The Expressive Power of Log-Depth Transformers

The paper "A Little Depth Goes a Long Way: The Expressive Power of Log-Depth Transformers" offers a thorough examination of the capabilities of transformers, specifically focusing on the impact of incrementally increasing the computational depth relative to the context length. Historically, transformers have been recognized for their inability to handle sequential reasoning tasks over extended input sequences, primarily attributed to their bounded depth. This paper advances our understanding by analyzing the expressive capacity of universal transformers with depths that scale logarithmically with the input size.

Key Contributions

  1. Depth's Impact on Expressive Power: The authors challenge the notion of constant-depth transformers by demonstrating that transformers with depths increasing as Θ(logn)\Theta(\log n) can solve problems deemed inexpressible by fixed-depth transformers. Importantly, they prove that such log-depth transformers can achieve two significant tasks: recognizing regular languages and determining graph connectivity—both tasks essential for complex reasoning.
  2. Theoretical and Empirical Insights: The theory indicates that log-depth transformers can efficiently simulate certain computations traditionally requiring more resources. The empirical analysis aligns with such predictions, suggesting that the depth requirement scales logarithmically with the input length, corroborating the theoretical underpinnings.
  3. Comparison with Other Scaling Strategies: The paper compares depth scaling with alternative approaches like increasing the transformer width or employing chain-of-thought (CoT) steps. It concludes that scaling depth is significantly more efficient than width, which needs superpolynomial increases, and CoT steps, requiring growth beyond logarithmic scales.
  4. Practical Implications: Quantitative predictions about depth scaling offer tangible insights that can influence transformer design.

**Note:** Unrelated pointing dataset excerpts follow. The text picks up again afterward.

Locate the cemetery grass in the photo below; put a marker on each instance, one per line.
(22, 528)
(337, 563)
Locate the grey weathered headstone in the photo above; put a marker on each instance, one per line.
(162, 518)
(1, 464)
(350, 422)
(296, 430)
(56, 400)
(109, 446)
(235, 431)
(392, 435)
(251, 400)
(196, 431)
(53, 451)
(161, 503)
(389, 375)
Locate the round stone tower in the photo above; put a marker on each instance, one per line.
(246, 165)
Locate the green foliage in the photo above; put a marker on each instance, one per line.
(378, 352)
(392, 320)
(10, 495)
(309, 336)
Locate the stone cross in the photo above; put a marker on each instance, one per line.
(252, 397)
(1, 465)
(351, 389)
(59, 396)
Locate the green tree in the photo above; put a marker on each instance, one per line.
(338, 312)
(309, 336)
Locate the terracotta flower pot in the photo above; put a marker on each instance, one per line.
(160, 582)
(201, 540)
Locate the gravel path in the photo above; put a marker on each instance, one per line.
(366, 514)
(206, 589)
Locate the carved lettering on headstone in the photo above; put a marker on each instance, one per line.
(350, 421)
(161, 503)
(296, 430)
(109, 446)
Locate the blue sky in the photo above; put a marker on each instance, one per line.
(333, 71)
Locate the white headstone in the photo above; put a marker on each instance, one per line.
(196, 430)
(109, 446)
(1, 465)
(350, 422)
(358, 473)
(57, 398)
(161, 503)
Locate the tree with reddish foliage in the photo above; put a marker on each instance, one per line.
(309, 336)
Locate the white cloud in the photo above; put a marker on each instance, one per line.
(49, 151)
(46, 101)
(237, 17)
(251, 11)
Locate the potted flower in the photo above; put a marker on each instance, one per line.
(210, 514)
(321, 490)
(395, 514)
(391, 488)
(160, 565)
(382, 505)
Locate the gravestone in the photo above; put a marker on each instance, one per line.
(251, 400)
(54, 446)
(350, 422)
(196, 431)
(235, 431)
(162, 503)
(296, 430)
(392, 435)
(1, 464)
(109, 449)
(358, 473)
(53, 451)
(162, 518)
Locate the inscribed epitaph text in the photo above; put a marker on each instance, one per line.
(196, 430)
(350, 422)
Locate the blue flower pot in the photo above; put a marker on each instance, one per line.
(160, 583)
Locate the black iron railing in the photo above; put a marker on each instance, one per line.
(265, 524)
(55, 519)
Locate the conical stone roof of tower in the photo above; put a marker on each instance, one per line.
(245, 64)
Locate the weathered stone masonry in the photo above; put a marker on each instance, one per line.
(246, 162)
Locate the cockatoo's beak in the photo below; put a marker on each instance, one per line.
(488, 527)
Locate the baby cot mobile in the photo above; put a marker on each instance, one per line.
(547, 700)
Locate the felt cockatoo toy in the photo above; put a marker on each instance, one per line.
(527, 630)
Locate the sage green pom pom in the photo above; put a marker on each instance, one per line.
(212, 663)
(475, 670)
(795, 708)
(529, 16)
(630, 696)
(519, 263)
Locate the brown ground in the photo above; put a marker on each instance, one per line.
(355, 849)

The findings propose that model depth can be adjusted to balance computational efficiency with reasoning capacity, directing future work towards deploying transformers in resource-constrained settings.

Discussion and Implications

The paper posits several implications for theoretical computer science and practical AI systems. By positioning log-depth transformers as a bridge between practical constraints and computational power, it challenges current limitations imposed by fixed-depth architectures. Practically, this insight is poised to guide the development of transformer models that balance between robustness, depth, and efficiency, potentially impacting applications that require complex reasoning over substantial context, such as natural language processing and sequential data analysis.

The research raises pertinent questions about the outer limits of transformer capabilities and opens avenues for exploring how minimal depth increases can unlock broader problem-solving potential. The methodological advances presented also suggest potential shifts in model design principles, emphasizing adaptive depth as a flexible tool for tackling logical reasoning tasks.

In conclusion, this paper illustrates the latent prowess of log-scaled depth transformers, advocating for models that adapt by growing dynamically with the task at hand. Through theoretical rigor and empirical validation, it sets the stage for future exploration in optimizing the architecture of AI models to better simulate complex cognitive processes.